Practitioner routes Claude scheduled task results to Telegram bot to ensure outputs persist in external always-on system. Without this, task results are ephemeral. .env file becomes critical context bridge between Claude execution and persistent external state.

Multi-Model Routing Requires Skill-Level Context Tagging

Practitioners routing across multiple models (Sonnet/Codex/GLM) are building skill-tagging systems to match tasks to appropriate model contexts, discovering that model selection is a context engineering problem requiring metadata about what each model understands.

If using multiple models, build skill tagging at the task level before routing. Don't assume all models have equivalent context understanding. Create skill metadata that explicitly maps task requirements to model capabilities.
For those wondering: my agentic workflow uses Sonnet 4.6 + Codex + GLM 5

Practitioner uses different models for different functions (Sonnet for decisions, Codex for implementation, GLM for search). Recommends building personal tools/hooks/skills—suggesting value is in abstraction layer allowing model swap without context disruption.

Documentation Quality Is Agent Performance Bottleneck

Practitioners are discovering that well-documented codebases dramatically improve agent output quality—not because agents 'read' docs, but because explicit context (docstrings, inline comments) clarifies intent agents would otherwise hallucinate. The question 'does documentation help LLMs?' is being actively tested.

Run controlled experiments in your codebase: compare agent output quality on well-documented vs undocumented modules. If documentation helps, invest in inline context density (docstrings, architecture comments) as agent performance optimization.
I want to see a benchmark on if llm do better with documented code

Practitioner hypothesizes that explicit documentation (docstrings, inline comments) improves LLM reasoning by clarifying intent. Suggests treating documentation as AI interface, not just human interface. Core question: does richer explicit context = better agent reasoning?

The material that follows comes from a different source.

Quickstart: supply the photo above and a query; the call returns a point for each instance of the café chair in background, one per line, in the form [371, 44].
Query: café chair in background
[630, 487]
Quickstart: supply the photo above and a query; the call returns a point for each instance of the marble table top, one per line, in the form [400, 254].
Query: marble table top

Voice Input Enables Context Density Without Typing Overhead

Practitioners using voice notes to interact with agents report being able to provide richer context faster than text, suggesting voice may be the preferred input modality for high-context instructions—not because of transcription quality, but because of reduced friction in expressing nuanced requirements.

Test voice input for complex multi-step instructions where typing would be slow. Measure whether richer context expression in voice improves agent output quality vs text-based prompts of equivalent length.
Voice note chats in Telegram with my self-developing AI agent

Mike Kelly reports using voice notes in Telegram to manage multiple parallel AI initiatives and self-improvement loops. Voice input lowers friction for providing unstructured context and task updates to agents working on themselves.